Miami is off this week ahead of another Eastern time zone trip Oct. 21-22 to Canisius. The RedHawks will bus to Buffalo, New York, whereas they flew to Lowell.
The Lowell trip was contractual from before Bergeron took over at his alma mater, and Miami will host Arizona State next fall and then visit Tempe in the fall of 2024. Going forward, though, the RedHawks’ general focus for nonconference scheduling is to stay reasonably close to home.
Yet, that appears easier said than done for the NCHC’s easternmost team, in a state with three Division I men’s hockey programs.

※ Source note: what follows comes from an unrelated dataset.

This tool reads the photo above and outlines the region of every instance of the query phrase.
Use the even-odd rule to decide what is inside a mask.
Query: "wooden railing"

“When (conference realignment) came, it became more difficult for Miami,” Bergeron said. “That’s just the reality. I wasn’t here at that time, but I’m here now and, unfortunately, we don’t have Ohio State or Bowling Green on our non-conference schedule for the foreseeable future.
“That’s not a choice of mine. I think we should be playing both those teams home-and-home every year but, unfortunately, it’s not something we’ve been able to solidify, and when Western Michigan is our closest rival in-league, and that’s a six-hour bus ride, that makes it difficult, but that’s the situation we’re in, and we’ll make the best of it.”
After the Canisius trip, Miami begins its NCHC slate Oct. 28-29 at home to defending national champion Denver.